Иными словами, сразу же после бегства белой армии из Крыма она утратила для французов свою привлекательность. Кольцова обрадовало это письмо хотя бы тем, что теперь он еще раз убедился: французы не будут чинить препятствия возвращению на родину российским солдатам и офицерам, а также гражданским лицам, именуемым Врангелем беженцами.
Кольцов разослал соответствующие распоряжения и инструкции во все Особые отделы черноморских портовых городов, таких, как Новороссийск, Одесса, Севастополь, Керчь, куда в любой момент могли прийти транспорты с реэмигрантами, и предупреждал, что к этому надо тщательно подготовиться.

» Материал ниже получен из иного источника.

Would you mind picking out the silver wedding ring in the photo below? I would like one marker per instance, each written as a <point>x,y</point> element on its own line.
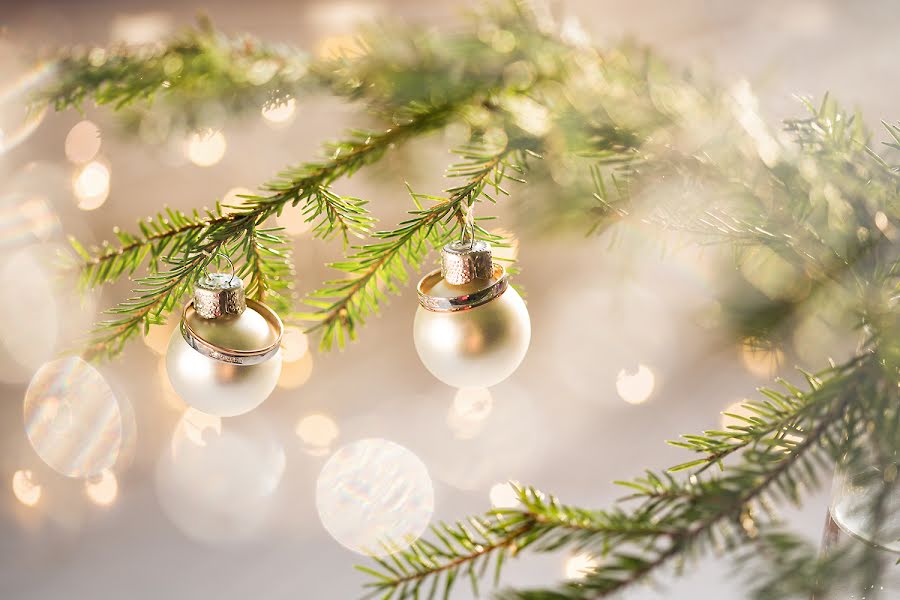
<point>230,355</point>
<point>463,302</point>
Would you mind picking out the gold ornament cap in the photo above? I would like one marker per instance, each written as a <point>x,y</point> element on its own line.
<point>462,261</point>
<point>219,294</point>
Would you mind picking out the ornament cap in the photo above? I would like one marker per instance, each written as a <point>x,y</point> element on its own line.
<point>219,294</point>
<point>465,261</point>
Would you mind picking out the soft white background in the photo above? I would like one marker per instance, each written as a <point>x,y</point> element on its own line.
<point>557,424</point>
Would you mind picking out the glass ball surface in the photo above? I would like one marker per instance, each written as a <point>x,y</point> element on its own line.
<point>216,387</point>
<point>479,347</point>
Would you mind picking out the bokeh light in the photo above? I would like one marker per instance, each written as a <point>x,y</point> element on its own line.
<point>83,142</point>
<point>295,373</point>
<point>91,185</point>
<point>103,489</point>
<point>139,28</point>
<point>294,344</point>
<point>73,419</point>
<point>374,492</point>
<point>469,411</point>
<point>579,565</point>
<point>636,387</point>
<point>504,495</point>
<point>25,488</point>
<point>216,481</point>
<point>281,113</point>
<point>764,362</point>
<point>205,149</point>
<point>318,432</point>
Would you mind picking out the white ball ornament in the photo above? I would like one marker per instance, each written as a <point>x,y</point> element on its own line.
<point>224,359</point>
<point>472,328</point>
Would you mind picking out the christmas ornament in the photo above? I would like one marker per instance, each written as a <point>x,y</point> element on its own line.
<point>471,328</point>
<point>224,359</point>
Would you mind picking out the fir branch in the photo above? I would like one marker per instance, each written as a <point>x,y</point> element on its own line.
<point>189,72</point>
<point>678,518</point>
<point>374,269</point>
<point>154,297</point>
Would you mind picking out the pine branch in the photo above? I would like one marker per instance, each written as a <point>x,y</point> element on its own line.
<point>466,549</point>
<point>676,518</point>
<point>374,269</point>
<point>187,73</point>
<point>155,296</point>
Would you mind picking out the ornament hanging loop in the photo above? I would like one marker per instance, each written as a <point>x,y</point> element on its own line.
<point>207,274</point>
<point>467,233</point>
<point>219,294</point>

Он, конечно, понимал что вернуться решатся далеко не все. Кто-то подыщет себе другую родину где-нибудь в Аргентине, Бразилии или Австралии, кто побогаче — осядут во Франции или Бельгии. Кто-то подастся искать свое призрачное счастье во французский Иностранный легион. Но таких все равно будет немного, ну, двадцать, от силы — тридцать тысяч. А ушли только с Врангелем из Крымв что-то около трехсот тысяч. Многие покинули Россию еще во время «Новороссийской катастрофы», а это еще тысяч около ста. А кто подсчитает тех, кто оказался в плену еще во время Великой войны четырнадцатого года? Эти ни в чем не провинившиеся ни перед той, ни перед другой Россией тоже вскоре, пусть небольшими ручейками, потянутся на Родину.
Кольцов ждал добрых вестей. А их все не было.

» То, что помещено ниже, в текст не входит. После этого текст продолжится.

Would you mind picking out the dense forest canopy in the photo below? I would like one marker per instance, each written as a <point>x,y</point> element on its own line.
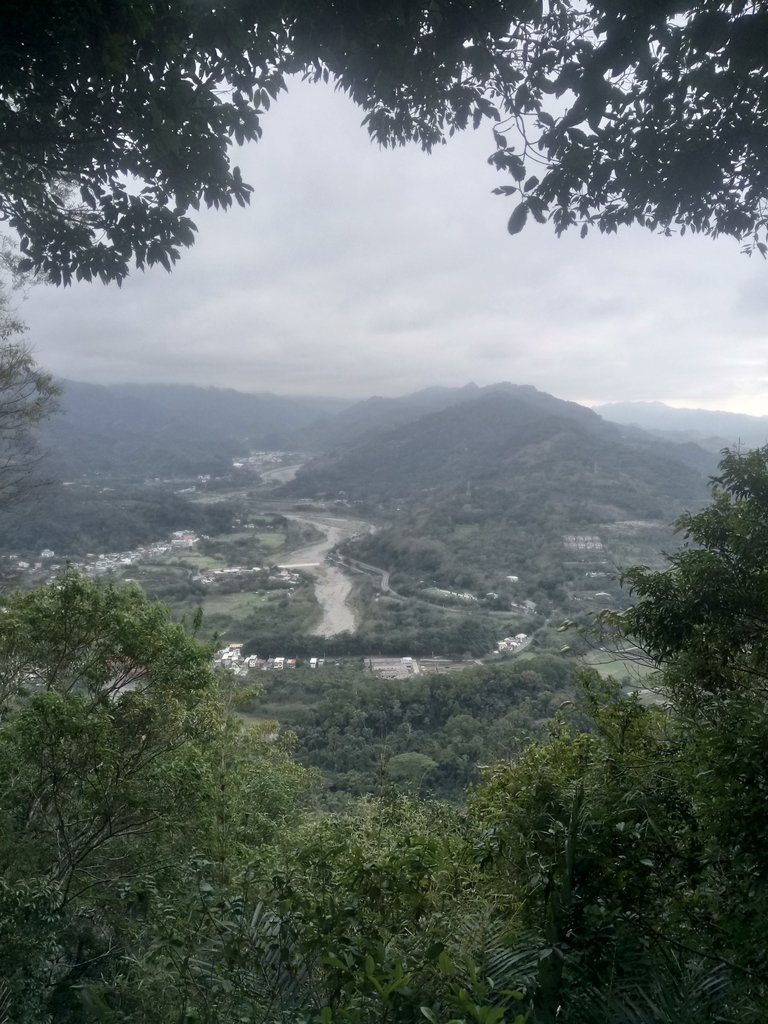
<point>162,861</point>
<point>117,119</point>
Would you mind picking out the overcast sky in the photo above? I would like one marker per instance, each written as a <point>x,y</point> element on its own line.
<point>359,271</point>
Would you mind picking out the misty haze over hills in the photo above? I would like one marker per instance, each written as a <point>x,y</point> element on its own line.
<point>381,444</point>
<point>713,430</point>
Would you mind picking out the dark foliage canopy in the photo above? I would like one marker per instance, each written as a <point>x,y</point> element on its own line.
<point>117,116</point>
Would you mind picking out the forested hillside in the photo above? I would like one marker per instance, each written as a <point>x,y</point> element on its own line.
<point>494,486</point>
<point>166,430</point>
<point>164,861</point>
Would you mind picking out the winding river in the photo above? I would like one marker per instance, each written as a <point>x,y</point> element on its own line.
<point>332,587</point>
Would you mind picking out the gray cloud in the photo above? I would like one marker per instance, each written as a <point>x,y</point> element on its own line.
<point>358,271</point>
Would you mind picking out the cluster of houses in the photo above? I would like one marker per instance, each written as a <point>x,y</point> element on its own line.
<point>96,565</point>
<point>231,657</point>
<point>281,578</point>
<point>510,644</point>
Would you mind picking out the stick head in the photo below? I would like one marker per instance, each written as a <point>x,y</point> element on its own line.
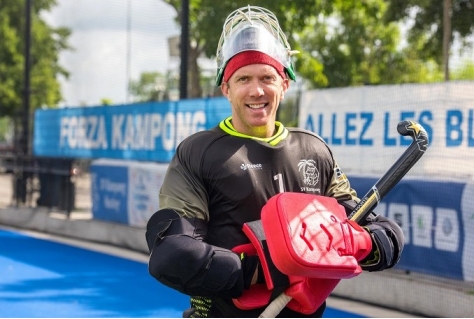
<point>416,131</point>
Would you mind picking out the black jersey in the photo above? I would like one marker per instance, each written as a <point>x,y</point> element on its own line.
<point>225,178</point>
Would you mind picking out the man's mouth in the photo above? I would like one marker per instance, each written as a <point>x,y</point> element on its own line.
<point>257,106</point>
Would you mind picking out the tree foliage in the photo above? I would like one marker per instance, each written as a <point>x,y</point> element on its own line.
<point>46,44</point>
<point>357,48</point>
<point>427,23</point>
<point>342,43</point>
<point>150,87</point>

Но однажды, когда он уже отчаялся ждать, ему позвонил из Севастополя начальник Особого отдела ВЧК «Черно-Азовморей» Беляев и сообщил, что из Константинополя вышел пароход «Решид-Паша» больше чем с тремя тысячами врангелевцами, изъявившими желание вернуться в Советскую Россию. Беляев не знал, как с ними поступить, вопросов возникло много, разосланные ВЧК инструкции не отвечают даже на половину из них.
Кольцову и самому было интересно встретить первый пароход с реэмигрантами, посмотреть на тех, с кем он не один год сражался. Какими они стали после бегства из Крыма, как перемололо их турецкое сидение? И он выехал в Севастополь, в котором родился, вырос, но в котором не был едва ли не с подполья и ожидания смертной казни в Севастопольской крепости.
В Особом отделе ВЧК «Черно-Азовморей» его встретил Беляев, который никак не мог понять, как принимать прибывающих белогвардейцев: где разместить, в гостиницах, которые по этому случаю пытались полностью освободить, но это никак не получалось, или же сразу прямо в тюрьму. Точнее, солдат — в тюрьму, офицеров — в Севастопольскую крепость. Беженцев легонько «профильтровать» — и по домам. В этом случае места хватило бы на всех.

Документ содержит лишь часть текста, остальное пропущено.